HSE management should therefore consider five broad phases:
* Design and implementation
* Installation and commissioning
* Operation and maintenance
* Changes after commissioning.
* Compliance with the standards requires four essential elements:
* Identification of safety functions required for the safe shutdown
* Assignment of a safety integrity level (SIL) for each safety function
* Use of the safety lifecycle for the engineering design and
* Verification of the SIL achieved for each safety function.
3.0 ENGINEERING CODE OF PRACTICE
The engineering code of practice takes into consideration the following:
* Public safety: Giving priority to the safety and well-being of the community and having regard to this principle in assessing obligations to the clients, employers and colleagues.
* Risk Management: Taking reasonable steps to minimize the risk of loss of lives, injuries or suffering.

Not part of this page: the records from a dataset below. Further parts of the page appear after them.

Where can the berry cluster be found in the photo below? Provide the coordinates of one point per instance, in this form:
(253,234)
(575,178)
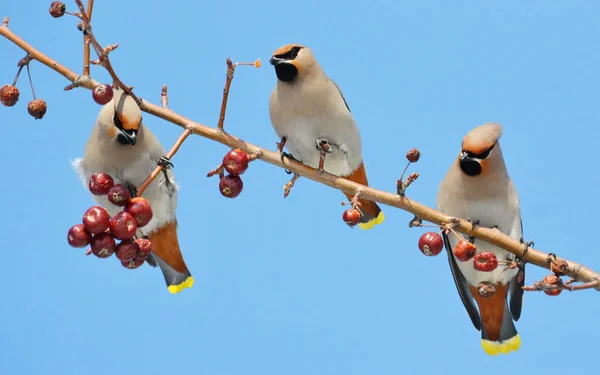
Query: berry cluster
(100,231)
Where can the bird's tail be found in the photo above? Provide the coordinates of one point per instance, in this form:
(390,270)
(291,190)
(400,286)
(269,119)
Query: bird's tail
(168,255)
(371,213)
(498,331)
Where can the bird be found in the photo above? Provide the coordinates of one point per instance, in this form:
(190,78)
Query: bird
(123,147)
(311,116)
(478,187)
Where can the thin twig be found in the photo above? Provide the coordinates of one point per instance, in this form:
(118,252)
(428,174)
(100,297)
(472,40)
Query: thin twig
(492,236)
(186,133)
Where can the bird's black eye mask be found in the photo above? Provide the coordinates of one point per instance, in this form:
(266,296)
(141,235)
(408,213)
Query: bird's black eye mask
(289,55)
(481,156)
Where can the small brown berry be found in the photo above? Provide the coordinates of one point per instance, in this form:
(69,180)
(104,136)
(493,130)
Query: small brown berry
(57,9)
(413,155)
(431,244)
(485,261)
(464,250)
(351,217)
(37,108)
(552,280)
(9,95)
(486,289)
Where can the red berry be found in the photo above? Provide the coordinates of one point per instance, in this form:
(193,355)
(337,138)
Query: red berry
(236,162)
(134,263)
(351,217)
(123,226)
(144,247)
(96,219)
(102,245)
(78,236)
(464,250)
(102,94)
(140,209)
(231,186)
(431,244)
(57,9)
(9,95)
(37,108)
(552,280)
(126,250)
(413,155)
(119,195)
(100,183)
(485,261)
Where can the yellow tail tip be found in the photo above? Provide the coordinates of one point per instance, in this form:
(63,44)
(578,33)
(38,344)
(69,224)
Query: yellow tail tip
(174,289)
(371,223)
(504,347)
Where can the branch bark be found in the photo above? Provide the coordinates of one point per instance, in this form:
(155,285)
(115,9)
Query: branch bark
(576,271)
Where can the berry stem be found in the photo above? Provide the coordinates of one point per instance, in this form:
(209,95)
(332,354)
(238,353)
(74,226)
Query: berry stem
(186,133)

* Workplace and construction site: Minimizing potential dangers involved in the construction and manufacture of engineering products and processes.

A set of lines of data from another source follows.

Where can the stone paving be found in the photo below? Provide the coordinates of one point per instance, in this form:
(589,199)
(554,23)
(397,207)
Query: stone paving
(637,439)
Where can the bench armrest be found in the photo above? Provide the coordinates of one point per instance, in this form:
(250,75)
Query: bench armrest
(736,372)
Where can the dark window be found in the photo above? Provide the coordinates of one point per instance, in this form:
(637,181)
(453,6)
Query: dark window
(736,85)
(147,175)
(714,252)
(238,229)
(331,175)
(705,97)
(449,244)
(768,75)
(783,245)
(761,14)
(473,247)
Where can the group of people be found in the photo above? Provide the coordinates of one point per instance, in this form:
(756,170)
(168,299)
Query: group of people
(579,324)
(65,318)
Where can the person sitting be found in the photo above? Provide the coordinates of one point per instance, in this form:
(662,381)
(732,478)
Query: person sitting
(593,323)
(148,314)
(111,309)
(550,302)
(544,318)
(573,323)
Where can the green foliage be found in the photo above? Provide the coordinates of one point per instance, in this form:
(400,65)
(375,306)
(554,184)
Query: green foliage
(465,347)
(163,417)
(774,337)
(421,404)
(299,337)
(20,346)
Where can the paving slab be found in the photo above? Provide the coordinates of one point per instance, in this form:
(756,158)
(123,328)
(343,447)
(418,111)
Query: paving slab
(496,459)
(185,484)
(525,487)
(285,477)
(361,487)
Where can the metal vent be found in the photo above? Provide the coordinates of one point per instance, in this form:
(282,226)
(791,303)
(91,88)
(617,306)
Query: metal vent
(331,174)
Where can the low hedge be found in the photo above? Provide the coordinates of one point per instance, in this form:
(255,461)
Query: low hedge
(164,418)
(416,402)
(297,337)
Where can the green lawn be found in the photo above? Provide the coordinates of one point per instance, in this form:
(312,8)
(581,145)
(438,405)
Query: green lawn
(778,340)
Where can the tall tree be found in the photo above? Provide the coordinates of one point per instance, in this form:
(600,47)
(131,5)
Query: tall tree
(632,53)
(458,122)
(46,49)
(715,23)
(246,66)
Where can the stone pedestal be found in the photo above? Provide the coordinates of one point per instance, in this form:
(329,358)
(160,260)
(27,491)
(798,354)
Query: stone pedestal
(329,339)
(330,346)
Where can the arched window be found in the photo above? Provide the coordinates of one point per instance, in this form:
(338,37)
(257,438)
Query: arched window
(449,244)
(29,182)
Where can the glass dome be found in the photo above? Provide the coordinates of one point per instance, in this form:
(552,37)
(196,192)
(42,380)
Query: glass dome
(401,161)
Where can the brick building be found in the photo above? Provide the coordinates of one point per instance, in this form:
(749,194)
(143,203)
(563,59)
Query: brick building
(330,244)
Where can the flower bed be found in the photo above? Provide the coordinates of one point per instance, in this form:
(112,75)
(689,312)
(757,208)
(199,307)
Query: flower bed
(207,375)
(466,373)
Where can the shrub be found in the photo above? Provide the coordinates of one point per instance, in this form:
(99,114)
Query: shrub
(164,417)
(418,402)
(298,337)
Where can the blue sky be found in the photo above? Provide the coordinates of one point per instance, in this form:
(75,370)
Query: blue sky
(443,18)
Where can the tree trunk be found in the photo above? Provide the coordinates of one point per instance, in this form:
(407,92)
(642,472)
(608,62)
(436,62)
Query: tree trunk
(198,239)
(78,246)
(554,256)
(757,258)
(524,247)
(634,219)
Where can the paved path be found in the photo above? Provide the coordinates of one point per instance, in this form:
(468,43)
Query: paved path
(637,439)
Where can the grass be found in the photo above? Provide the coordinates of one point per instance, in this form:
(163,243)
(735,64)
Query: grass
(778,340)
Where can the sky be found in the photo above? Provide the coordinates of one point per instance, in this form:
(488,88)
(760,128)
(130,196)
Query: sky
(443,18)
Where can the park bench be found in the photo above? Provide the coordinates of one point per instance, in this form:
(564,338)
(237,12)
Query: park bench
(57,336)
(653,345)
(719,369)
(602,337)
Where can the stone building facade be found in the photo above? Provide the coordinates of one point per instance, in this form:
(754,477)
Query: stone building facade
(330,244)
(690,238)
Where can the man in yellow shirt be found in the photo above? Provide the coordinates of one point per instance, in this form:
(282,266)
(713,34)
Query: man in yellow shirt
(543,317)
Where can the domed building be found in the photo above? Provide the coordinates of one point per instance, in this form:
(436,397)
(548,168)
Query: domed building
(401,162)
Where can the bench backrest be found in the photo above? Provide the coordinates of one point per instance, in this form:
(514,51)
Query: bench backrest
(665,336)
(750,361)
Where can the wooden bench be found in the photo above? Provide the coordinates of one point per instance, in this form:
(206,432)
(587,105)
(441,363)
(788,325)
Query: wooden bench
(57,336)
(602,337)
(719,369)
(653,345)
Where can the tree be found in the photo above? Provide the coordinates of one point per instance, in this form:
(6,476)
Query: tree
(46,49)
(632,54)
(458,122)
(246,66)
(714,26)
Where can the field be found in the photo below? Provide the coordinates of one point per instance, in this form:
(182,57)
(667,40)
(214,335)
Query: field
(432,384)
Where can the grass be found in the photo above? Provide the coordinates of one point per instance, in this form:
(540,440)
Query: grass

* Public/Community well-being
* Conflicts of interest
The privilege of practicing engineering is entrusted to those qualified and who have the responsibility for applying engineering skills, scientific knowledge and ingenuity for the advancement of human welfare and quality of life. Fundamental principles of conduct of engineers include truth, honesty and trustworthiness in their service to the society, honourable and ethical practice showing fairness, courtesy and good faith towards clients, colleagues and others. Engineers take societal, cultural, economic, environmental and safety aspects into consideration and strive for the efficient use of the world’s resources to meet long term human needs.
4.0 SAFE ENGINEERING DESIGNS
Safety is a concern in virtually all engineering design processes. Engineers should understand safety in the context of engineering design and what it means to say that a design is safe against human injuries.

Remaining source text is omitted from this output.